LES STATINES RÉDUISENT LE RISQUE DE CIRRHOSE ET DE DÉCOMPENSATION DE CIRRHOSE CHEZ LES MALADES ATTEINTS D’HÉPATITE B CHRONIQUE : RÉSULTATS D’UNE ÉTUDE DE COHORTE NATIONALE TAIWANAISE

Une cohorte de 298 761 malades atteints d’hépatite B issue d’une base de données nationale Taiwanaise allant de 1997 à 2009 a été analysée. 6543 malades prenant des statines ont été appariés sur un score de propension à autant de malades ne recevant pas de statines et suivis depuis la date de début des statines.

Après ajustement sur les risques compétitifs de mortalité, l’utilisation de statines diminuait significativement l’incidence cumulée de cirrhose (risque relatif 0.43), le risque de décompensation de cirrhose (risque relatif 0.47) en comparaison avec les malades sans statines. L’effet était plus marqué chez les malades prenant plus de 1 an de statines.

IMPACT DE LA SÉROCONVERSION DE L’AGHBS SUR LE RISQUE DE CARCINOME HÉPATOCELLULAIRE

Cette méta-analyse de 28 études publiée dans Alimentary Pharmacology and Therapeutics s’est intéressée au risque de carcinome hépatocellulaire (CHC) chez les patients avec une hépatite B chronique et ayant une séroconversion de l’AgHBs soit spontanée soit sous traitement antiviral. Après séroconversion de l’AgHBs, 2.75% des patients mono-infectés développaient un CHC. La présence d’une cirrhose et d’un âge supérieur à 50 ans étaient associés à un risque plus élevé de développer un CHC (RR=8.24 P< 0.001 et RR=9 P < 0.001). Néanmoins, la séroconversion de l’AgHBS diminuait significativement le risque de développer un CHC (1.87%) comparé aux patients n’ayant pas de séroconversion (6.4%, P < 0.001). Au total, si la séroconversion de l’AgHBs diminue le risque de développer un CHC, celui-ci persiste en particulier chez les patients de plus de 50 ans et les patients cirrhotiques.

QUANTIFICATION DE L’AGHBS: UNE ÉTUDE DE CONFIRMATION

En cas de transaminases normales chez les patients infectés par le virus de l’hépatite B, il est parfois difficile de faire le distinguo entre portage inactif du virus et hépatite chronique à AgHBe négatif.

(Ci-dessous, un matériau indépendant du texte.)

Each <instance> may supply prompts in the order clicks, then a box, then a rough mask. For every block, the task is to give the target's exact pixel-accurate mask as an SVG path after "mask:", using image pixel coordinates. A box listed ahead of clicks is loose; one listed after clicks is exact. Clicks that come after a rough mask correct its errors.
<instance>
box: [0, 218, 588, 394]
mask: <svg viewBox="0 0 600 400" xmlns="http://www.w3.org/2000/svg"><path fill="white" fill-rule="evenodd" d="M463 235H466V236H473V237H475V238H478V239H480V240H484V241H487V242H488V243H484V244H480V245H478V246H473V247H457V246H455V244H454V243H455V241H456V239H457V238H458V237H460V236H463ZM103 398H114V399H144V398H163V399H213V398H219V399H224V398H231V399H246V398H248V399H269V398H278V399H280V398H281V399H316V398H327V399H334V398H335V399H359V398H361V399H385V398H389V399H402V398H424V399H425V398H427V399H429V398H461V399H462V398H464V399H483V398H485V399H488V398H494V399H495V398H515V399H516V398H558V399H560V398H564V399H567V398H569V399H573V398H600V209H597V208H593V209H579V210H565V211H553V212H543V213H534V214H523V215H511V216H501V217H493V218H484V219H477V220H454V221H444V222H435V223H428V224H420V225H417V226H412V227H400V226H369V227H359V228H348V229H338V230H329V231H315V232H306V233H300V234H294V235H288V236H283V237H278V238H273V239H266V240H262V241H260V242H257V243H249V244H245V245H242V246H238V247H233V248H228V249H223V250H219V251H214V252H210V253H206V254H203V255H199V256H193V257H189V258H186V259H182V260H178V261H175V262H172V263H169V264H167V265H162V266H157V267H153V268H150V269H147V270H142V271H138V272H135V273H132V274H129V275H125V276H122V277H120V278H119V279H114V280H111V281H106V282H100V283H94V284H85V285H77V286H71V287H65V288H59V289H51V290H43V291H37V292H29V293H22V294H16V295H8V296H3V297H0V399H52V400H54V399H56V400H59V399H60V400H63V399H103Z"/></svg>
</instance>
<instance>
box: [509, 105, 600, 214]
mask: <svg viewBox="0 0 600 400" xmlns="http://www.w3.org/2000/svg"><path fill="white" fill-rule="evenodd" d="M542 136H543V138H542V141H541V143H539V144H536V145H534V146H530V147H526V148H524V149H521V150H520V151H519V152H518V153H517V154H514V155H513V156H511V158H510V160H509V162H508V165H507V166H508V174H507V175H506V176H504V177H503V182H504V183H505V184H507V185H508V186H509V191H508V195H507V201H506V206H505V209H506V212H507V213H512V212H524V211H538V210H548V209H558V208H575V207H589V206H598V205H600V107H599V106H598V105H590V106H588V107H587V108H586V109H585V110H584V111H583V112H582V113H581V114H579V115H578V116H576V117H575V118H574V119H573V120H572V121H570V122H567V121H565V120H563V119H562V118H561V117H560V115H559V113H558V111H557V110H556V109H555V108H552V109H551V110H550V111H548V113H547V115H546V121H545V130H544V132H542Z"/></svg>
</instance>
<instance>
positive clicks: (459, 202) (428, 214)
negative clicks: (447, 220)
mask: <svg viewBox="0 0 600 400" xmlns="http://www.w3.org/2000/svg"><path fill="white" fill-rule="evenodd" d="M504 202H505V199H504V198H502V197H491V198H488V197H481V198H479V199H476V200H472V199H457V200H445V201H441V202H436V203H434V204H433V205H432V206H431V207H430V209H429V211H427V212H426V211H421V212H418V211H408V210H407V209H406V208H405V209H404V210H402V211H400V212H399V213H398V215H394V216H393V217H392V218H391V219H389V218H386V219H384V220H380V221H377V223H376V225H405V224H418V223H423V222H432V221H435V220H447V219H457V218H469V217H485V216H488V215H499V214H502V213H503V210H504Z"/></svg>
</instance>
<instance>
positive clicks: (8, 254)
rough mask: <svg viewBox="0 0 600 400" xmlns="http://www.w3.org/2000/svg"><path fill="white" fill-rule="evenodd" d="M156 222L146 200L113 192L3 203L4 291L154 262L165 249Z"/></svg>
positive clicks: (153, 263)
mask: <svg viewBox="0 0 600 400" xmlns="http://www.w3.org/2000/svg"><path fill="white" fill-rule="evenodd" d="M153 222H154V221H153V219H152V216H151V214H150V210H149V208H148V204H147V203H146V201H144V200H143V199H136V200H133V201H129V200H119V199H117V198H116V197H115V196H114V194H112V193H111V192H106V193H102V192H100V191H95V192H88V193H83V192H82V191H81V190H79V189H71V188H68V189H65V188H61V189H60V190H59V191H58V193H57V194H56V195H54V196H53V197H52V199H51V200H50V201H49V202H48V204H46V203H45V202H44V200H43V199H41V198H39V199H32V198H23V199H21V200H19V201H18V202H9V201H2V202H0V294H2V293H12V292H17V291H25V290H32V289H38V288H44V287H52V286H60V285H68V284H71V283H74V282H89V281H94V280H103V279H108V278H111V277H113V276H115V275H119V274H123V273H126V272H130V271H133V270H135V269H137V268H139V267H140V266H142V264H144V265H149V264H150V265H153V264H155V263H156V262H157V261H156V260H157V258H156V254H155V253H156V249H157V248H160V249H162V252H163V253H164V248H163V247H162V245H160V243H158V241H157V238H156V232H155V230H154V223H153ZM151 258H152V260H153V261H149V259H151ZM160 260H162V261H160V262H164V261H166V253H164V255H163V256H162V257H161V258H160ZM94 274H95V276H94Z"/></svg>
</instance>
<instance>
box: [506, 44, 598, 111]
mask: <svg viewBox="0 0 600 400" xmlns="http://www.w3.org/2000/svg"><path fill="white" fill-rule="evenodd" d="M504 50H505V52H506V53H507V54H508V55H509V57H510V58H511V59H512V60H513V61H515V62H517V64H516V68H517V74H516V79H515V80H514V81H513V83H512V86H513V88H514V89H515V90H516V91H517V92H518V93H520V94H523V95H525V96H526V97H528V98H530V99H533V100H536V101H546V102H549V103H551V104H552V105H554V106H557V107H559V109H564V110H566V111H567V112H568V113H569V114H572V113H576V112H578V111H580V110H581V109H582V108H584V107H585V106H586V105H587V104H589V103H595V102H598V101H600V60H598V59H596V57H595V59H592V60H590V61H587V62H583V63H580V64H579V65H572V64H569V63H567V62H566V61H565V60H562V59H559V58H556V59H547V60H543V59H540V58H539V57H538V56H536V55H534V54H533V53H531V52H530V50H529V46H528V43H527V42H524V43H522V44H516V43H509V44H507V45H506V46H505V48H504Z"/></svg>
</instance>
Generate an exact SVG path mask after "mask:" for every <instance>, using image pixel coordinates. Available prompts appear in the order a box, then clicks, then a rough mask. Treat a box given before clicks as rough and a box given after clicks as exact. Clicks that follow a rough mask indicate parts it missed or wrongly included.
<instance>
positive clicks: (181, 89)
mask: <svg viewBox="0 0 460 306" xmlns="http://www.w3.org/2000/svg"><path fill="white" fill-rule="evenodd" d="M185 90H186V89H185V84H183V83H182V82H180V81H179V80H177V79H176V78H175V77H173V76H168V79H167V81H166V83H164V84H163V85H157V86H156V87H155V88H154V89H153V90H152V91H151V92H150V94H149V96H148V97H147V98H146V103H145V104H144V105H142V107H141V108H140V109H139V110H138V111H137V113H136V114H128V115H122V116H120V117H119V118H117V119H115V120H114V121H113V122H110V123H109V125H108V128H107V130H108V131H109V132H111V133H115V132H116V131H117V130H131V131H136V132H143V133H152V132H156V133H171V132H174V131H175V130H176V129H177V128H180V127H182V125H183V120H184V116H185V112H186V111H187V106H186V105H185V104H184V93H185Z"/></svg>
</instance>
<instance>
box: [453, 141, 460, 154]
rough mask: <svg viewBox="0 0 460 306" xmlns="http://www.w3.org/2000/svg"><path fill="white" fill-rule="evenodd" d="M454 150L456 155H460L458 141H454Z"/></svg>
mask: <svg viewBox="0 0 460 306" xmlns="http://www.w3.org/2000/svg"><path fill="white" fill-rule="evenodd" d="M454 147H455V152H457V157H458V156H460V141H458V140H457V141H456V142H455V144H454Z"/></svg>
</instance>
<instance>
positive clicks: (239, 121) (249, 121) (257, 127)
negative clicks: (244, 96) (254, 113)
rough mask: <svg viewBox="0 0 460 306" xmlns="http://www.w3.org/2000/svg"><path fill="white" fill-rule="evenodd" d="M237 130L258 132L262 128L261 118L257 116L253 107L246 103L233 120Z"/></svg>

Pour cette raison, il a été proposé de doser de manière quantitative l’AgHBs avec un seuil proposé de 1000 UI/ml. Un sur-risque de cacrinome hépatocellulaier et de cirrhose a été mis en évidence par plusieurs études chez les patients avec hépatite chronique par rapport aux patients porteurs inactifs et la distinction entre ces deux populations de patients est donc importante.

Bien que la quantification de l’AgHBs soit un outil intéressant, assez peu d’études ont confirmé son intérêt dans de larges cohortes.

Cette étude taïwanaise basée sur la cohorte REVEAL-HBV a inclus 1529 patients avec AgHBe négatif, dont la grande majorité avait des transaminases normales. Le suivi évolutif a permis de classer les patients entre portage inactif stable et confirmé dans le temps, hépatite chronique avec AgHBe négatif à faible charge virale (<20.000 UI/ml) et hépatite chronique avec AgHBe négatif à faible charge virale (>20.000 UI/ml).

A l’inclusion, les patients dont le portage inactif était confirmé au cours du temps avaient effectivement un taux d’AgHBs <1.000 UI/ml et une charge virale <2.000 UI/ml beaucoup plus fréquemment que les autres populations avec une sensibilité de ces seuils de 71%, une spécificité de 85%, une valeur prédictive positive de 83%, et une valeur prédictive négative de 74% et une précision diagnostique de 78%.

Dans cette population, le ratio ajusté de perte de l’AgHBs était de 6,97 par rapport aux autre spopulations et le risque relatif de développer une cirrhose ou un carcinome hépatocellulaire de 0,36 dans les deux cas, confirmant le meilleur pronostic par rapport aux autres fotrmes d’éhaptite B.

Cette étude confirme donc le taux de 1.000 UI/ml de quantification de l’AgHBs comme utile pour définir le portage inactif du VHB, en association à une charge virale <2.000 UI/ml.